The smell of an anaerobic lung abscess reminds me of the estranged spouse of a colleague I once cared for. The acetonic smell of alcoholic ketoacidosis recalls two times in my life. Walking into a room filled with the odor of the metabolic acidosis of alcohol intoxication recalls images of the hospital room, also during medical school, in which I first learned the importance of the smell. I also remember how, when I first encountered this smell in the hospital, it reminded me of the smell of a friend’s room on too many mornings. When I learned what the smell signified, I realized, probably years too late, the severity of his drinking problem.
Sounds aren’t quite as powerful as smells for me, though it did take years for me to suppress the reflex of reaching for my belt every time something — anything — beeped.
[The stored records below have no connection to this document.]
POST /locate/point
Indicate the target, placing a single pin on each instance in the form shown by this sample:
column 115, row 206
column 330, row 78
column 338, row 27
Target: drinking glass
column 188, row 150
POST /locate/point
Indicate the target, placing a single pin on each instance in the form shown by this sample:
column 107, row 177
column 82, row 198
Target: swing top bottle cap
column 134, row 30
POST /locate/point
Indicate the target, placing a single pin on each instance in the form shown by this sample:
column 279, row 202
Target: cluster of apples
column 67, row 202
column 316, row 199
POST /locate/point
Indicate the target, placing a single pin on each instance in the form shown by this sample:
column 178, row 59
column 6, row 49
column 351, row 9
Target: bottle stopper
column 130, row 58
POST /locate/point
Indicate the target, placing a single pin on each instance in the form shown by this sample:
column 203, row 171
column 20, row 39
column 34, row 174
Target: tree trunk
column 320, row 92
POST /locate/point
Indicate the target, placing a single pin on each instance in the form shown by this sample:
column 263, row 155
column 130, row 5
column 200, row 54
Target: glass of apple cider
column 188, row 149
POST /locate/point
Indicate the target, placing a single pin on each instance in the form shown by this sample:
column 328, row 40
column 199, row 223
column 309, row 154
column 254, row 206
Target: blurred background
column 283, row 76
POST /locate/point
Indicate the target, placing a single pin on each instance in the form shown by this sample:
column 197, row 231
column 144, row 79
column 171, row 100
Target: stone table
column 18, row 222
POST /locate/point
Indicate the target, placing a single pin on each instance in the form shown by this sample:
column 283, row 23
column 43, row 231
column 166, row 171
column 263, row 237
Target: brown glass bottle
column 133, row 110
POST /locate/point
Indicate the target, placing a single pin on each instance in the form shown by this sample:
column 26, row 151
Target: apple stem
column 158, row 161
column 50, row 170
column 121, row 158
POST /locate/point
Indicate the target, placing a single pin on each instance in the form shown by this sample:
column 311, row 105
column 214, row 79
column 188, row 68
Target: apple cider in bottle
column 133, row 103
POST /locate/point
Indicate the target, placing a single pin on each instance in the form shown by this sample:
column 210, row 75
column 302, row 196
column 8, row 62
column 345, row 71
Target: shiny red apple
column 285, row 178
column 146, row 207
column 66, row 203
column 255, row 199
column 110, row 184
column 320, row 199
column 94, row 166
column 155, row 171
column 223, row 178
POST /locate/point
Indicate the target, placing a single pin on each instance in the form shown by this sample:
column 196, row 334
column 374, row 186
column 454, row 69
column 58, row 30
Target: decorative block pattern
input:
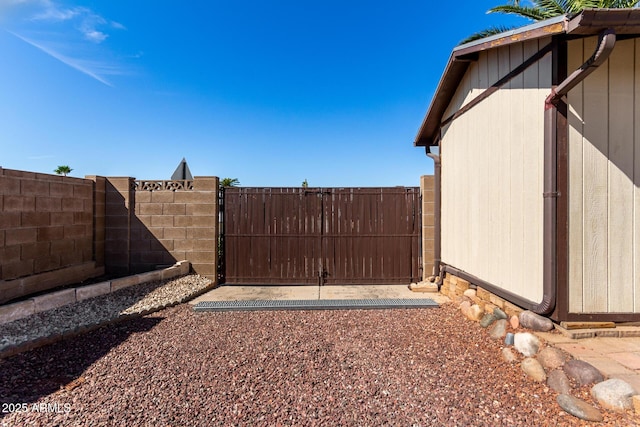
column 151, row 224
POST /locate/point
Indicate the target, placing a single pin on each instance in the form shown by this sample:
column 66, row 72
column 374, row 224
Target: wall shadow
column 29, row 376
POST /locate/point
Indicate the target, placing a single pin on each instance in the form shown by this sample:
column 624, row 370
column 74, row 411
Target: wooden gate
column 321, row 235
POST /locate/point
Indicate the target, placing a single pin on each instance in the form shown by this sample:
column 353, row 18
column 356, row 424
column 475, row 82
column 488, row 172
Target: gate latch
column 322, row 276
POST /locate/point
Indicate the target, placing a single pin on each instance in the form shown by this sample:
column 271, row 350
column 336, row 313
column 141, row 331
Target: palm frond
column 492, row 31
column 533, row 13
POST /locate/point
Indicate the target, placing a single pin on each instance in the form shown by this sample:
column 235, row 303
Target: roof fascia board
column 458, row 64
column 548, row 27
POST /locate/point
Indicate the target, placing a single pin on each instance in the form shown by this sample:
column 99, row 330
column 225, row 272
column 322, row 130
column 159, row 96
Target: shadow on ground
column 26, row 377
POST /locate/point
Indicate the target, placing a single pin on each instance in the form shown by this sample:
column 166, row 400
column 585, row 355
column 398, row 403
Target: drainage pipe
column 436, row 215
column 606, row 43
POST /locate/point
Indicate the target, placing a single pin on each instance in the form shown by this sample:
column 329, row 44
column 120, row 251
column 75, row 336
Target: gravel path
column 134, row 300
column 416, row 367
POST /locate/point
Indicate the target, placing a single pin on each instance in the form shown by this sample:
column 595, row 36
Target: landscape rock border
column 543, row 363
column 71, row 320
column 57, row 299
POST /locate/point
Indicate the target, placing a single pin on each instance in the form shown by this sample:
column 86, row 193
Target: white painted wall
column 492, row 173
column 604, row 182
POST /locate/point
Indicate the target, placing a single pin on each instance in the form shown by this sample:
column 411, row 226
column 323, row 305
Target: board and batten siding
column 604, row 181
column 492, row 172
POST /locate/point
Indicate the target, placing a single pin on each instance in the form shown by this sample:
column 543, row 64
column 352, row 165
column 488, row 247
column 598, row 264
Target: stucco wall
column 492, row 169
column 604, row 181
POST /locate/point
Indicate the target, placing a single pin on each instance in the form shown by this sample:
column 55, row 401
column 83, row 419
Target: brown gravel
column 418, row 367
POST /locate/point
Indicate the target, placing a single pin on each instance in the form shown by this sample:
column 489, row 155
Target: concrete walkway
column 615, row 357
column 257, row 293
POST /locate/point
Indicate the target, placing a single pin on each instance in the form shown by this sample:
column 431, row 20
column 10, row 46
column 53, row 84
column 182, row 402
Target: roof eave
column 459, row 62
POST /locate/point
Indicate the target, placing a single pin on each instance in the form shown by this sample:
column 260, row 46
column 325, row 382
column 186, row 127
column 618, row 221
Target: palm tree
column 63, row 170
column 539, row 10
column 229, row 182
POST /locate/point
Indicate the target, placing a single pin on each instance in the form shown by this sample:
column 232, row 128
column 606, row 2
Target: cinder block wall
column 46, row 232
column 155, row 223
column 427, row 189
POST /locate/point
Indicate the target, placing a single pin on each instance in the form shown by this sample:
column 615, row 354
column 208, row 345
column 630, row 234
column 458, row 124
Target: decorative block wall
column 150, row 224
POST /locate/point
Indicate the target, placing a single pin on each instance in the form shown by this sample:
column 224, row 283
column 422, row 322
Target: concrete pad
column 296, row 292
column 15, row 311
column 90, row 291
column 628, row 359
column 256, row 293
column 125, row 282
column 54, row 300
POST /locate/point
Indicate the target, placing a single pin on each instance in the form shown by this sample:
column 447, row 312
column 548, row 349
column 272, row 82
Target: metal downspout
column 436, row 216
column 606, row 43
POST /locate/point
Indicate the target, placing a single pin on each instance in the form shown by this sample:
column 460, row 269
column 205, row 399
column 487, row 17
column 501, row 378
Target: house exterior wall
column 427, row 191
column 492, row 172
column 604, row 181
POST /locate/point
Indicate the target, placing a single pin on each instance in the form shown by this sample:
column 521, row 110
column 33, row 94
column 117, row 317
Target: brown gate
column 321, row 235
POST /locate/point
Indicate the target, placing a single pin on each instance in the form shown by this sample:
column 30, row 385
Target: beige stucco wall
column 604, row 180
column 492, row 169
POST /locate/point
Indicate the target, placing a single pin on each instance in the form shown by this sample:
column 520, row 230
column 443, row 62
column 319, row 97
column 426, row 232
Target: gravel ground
column 416, row 367
column 142, row 298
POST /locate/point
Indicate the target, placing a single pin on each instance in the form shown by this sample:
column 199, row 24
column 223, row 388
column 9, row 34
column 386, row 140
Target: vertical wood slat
column 595, row 197
column 621, row 63
column 518, row 167
column 636, row 182
column 576, row 129
column 532, row 164
column 367, row 235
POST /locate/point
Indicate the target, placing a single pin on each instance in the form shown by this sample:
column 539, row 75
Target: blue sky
column 271, row 93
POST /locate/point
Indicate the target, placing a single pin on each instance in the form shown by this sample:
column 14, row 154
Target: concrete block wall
column 52, row 300
column 427, row 190
column 155, row 223
column 46, row 232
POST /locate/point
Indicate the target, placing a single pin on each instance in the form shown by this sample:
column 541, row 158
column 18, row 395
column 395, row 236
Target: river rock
column 526, row 343
column 465, row 306
column 470, row 293
column 475, row 313
column 530, row 320
column 499, row 329
column 499, row 313
column 514, row 322
column 508, row 339
column 534, row 369
column 614, row 394
column 487, row 320
column 551, row 358
column 578, row 408
column 558, row 381
column 508, row 356
column 583, row 372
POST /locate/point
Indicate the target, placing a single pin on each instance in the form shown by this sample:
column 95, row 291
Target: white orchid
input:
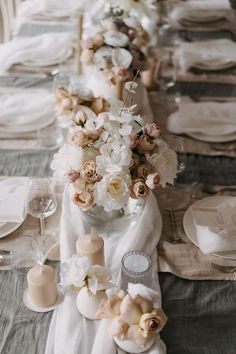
column 67, row 158
column 79, row 272
column 164, row 162
column 112, row 192
column 114, row 158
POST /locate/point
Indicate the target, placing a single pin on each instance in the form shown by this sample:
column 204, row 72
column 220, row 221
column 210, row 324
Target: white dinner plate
column 32, row 307
column 215, row 65
column 30, row 127
column 213, row 138
column 9, row 227
column 189, row 226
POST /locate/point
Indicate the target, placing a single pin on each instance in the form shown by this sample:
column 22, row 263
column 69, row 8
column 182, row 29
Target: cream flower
column 138, row 189
column 118, row 328
column 110, row 307
column 84, row 199
column 152, row 322
column 130, row 312
column 112, row 192
column 66, row 159
column 153, row 180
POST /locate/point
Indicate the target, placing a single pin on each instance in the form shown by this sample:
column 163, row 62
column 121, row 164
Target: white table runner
column 69, row 331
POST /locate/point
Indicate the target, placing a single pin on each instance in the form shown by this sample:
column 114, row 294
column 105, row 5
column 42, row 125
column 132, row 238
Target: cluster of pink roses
column 133, row 318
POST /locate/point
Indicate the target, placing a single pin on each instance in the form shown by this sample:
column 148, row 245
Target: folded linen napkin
column 211, row 118
column 218, row 234
column 25, row 106
column 211, row 55
column 12, row 200
column 42, row 50
column 198, row 11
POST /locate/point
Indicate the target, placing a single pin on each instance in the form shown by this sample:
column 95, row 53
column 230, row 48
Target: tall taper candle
column 91, row 246
column 79, row 48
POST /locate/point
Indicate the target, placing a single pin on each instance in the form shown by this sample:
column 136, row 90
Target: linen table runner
column 69, row 331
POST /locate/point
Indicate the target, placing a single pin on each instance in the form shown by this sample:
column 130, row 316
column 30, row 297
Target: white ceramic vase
column 131, row 347
column 87, row 303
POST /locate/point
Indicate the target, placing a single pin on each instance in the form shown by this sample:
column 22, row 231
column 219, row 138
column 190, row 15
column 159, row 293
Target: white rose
column 116, row 39
column 67, row 158
column 112, row 192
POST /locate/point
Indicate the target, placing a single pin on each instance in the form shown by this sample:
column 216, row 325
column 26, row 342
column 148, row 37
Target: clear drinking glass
column 136, row 267
column 41, row 203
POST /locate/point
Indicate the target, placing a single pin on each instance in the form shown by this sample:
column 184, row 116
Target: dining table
column 197, row 296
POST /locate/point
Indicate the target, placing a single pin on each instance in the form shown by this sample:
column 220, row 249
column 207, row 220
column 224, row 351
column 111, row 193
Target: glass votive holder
column 136, row 268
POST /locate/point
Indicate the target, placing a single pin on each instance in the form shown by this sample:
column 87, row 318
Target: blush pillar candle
column 91, row 246
column 42, row 286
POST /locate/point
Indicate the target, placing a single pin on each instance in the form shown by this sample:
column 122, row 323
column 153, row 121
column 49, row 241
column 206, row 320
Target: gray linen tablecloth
column 202, row 314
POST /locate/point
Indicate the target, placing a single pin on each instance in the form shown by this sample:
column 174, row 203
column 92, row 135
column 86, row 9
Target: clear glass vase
column 129, row 213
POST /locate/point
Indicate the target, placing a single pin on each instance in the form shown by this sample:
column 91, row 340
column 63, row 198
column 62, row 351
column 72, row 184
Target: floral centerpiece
column 90, row 281
column 70, row 100
column 135, row 322
column 112, row 157
column 116, row 49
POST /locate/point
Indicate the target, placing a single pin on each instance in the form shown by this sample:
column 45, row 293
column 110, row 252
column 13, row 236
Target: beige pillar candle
column 119, row 89
column 42, row 287
column 79, row 47
column 148, row 76
column 91, row 246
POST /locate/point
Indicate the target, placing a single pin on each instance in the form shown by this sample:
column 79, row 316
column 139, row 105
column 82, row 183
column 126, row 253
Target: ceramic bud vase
column 131, row 347
column 87, row 303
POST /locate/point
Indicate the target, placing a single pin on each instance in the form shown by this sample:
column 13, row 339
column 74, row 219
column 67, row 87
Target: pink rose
column 79, row 138
column 144, row 170
column 139, row 189
column 146, row 144
column 72, row 176
column 87, row 56
column 153, row 180
column 153, row 130
column 89, row 173
column 84, row 200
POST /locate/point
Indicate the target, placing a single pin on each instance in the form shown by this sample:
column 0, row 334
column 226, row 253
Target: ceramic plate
column 35, row 308
column 215, row 66
column 26, row 128
column 213, row 138
column 190, row 228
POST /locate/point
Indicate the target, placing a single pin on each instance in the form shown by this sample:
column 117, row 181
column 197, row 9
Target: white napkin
column 25, row 106
column 213, row 54
column 219, row 236
column 42, row 50
column 211, row 118
column 12, row 200
column 69, row 332
column 199, row 11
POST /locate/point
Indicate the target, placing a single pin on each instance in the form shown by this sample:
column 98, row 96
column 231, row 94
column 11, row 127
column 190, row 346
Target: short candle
column 42, row 287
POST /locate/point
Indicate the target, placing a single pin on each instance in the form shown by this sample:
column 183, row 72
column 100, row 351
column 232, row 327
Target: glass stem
column 42, row 227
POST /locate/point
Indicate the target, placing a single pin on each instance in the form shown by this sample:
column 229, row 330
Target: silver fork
column 175, row 237
column 223, row 269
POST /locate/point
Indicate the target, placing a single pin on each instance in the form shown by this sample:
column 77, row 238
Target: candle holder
column 135, row 268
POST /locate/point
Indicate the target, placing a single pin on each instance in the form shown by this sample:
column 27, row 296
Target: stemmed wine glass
column 41, row 203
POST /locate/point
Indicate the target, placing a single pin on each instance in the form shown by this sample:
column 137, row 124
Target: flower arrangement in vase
column 135, row 322
column 90, row 281
column 112, row 158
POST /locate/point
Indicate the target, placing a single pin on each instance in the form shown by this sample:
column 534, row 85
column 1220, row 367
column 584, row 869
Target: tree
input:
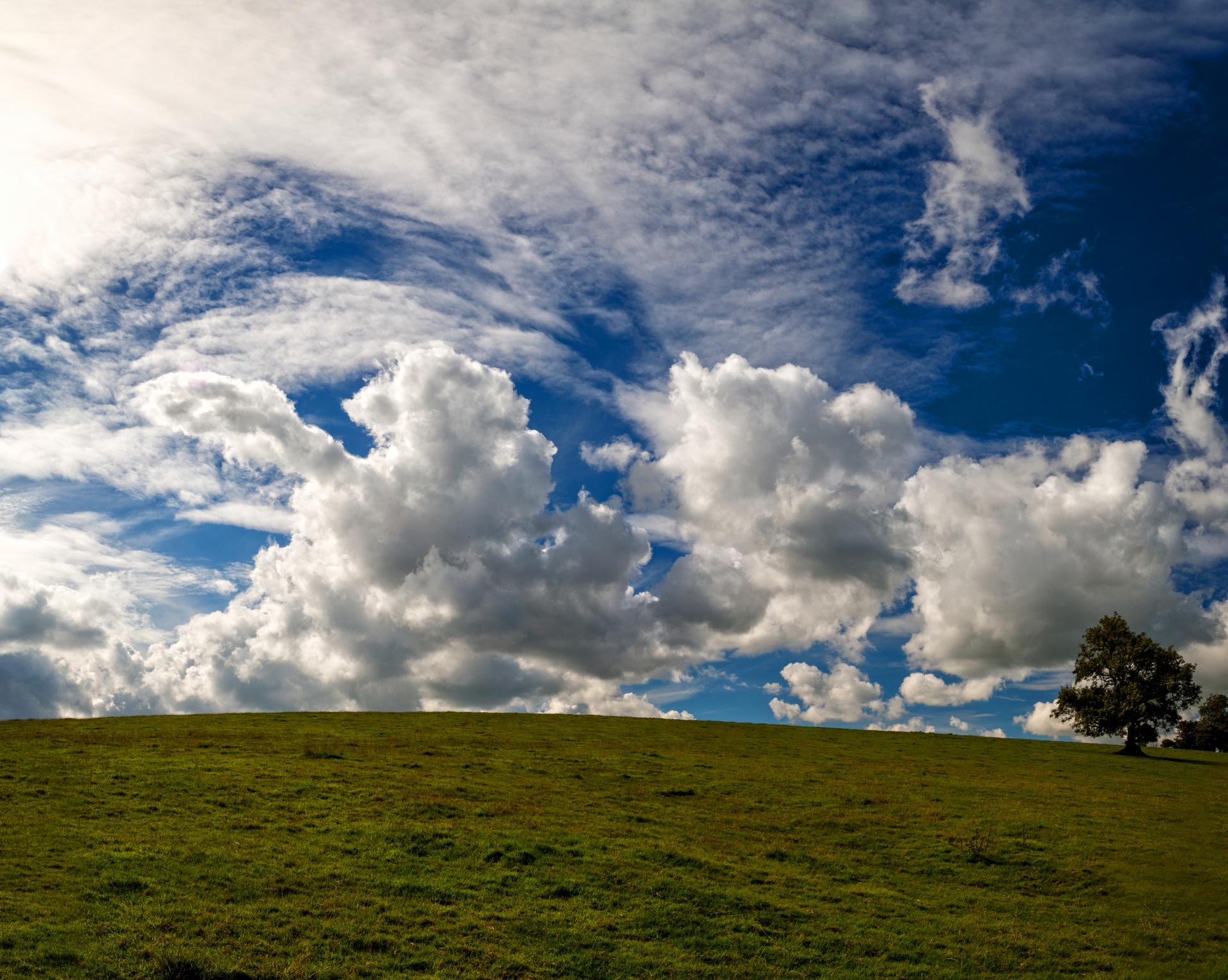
column 1210, row 731
column 1125, row 684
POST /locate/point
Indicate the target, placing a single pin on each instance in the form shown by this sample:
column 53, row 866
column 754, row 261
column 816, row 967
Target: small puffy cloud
column 1041, row 721
column 969, row 197
column 618, row 455
column 843, row 694
column 911, row 725
column 930, row 689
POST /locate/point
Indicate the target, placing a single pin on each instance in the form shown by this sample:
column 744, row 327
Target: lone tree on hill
column 1125, row 684
column 1210, row 732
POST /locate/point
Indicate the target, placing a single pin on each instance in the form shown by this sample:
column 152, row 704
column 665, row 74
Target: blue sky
column 751, row 361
The Rolling Stones’ Exile on Main Street brings me back to painting my room with a friend when I was 14 and the Clash’s Combat Rock reminds me (for better or worse) of a girlfriend during year 10. The band Destroyer recalls terrible memories. A patient of mine introduced me to the band, but their sound became inextricably linked to a memory a few years later when I visited him in the ICU. He was being kept alive, awaiting organ harvest, after a suicide attempt. His family had left a radio with his favorite band playing.
When smells and sounds, as well as sights, come together, the impact of an entire location can be powerful. A handful of patients have left my practice because they could not stand seeing me in my usual office. This had nothing to do with the care I provided or the corporate art on the walls. They just found intolerable visits to a room that had been the site of some of their most painful memories.[ii]
I once had a patient who actually abandoned her car in our hospital garage. Her husband, sitting in the passenger seat, had suffered a cardiac arrest while she drove him to the hospital. She could never imagine sitting in that driver’s seat again.[iii]
During a visit to my mother soon after my father had died, we began the usual walk from her apartment to the uptown subway. We had done this walk together innumerable times. It was the walk she accompanied me on when I was 12 and about to begin taking the train to school by myself. About halfway to the stop, she made an unusual detour.
“Where are we going?” I asked.
She replied, “Your father’s oncologist was on this block, I just can’t walk it yet.”
Back to where I began with LT. She was a kind and professionally accomplished 80-year-old woman. She had gram negative bacteremia with mild sepsis originating from a urinary tract infection. It was an unremarkable admission, the kind of case that a medicine intern should be able to manage by October, the fourth month of internship. What made the admission memorable was that LT was lying in room 23. Room 23 was the room my mother ended up in during her last admission to the hospital. It was in room 23 that she and I sat quietly — somewhat hopelessly — amid the dawning realization that her health was only going to get worse. It was in room 23 that she first raised the possibility of hospice. It was in room 23 where she began to recount the positive aspects of her final years.
I certainly could have watched my team finish their assessment of LT. I wasn’t sad standing in the room as a doctor years after I had sat there as a son. But I was distracted, revisiting those difficult weeks and recalling where they began.
Our senses, like our memories, define who we are. Doctors in training learn to use their senses to make diagnoses. All of us can be transported by sights, smells, and sounds.
[iii] “Don’t worry” she reassured me “the car was a piece of junk and I took the plates off.”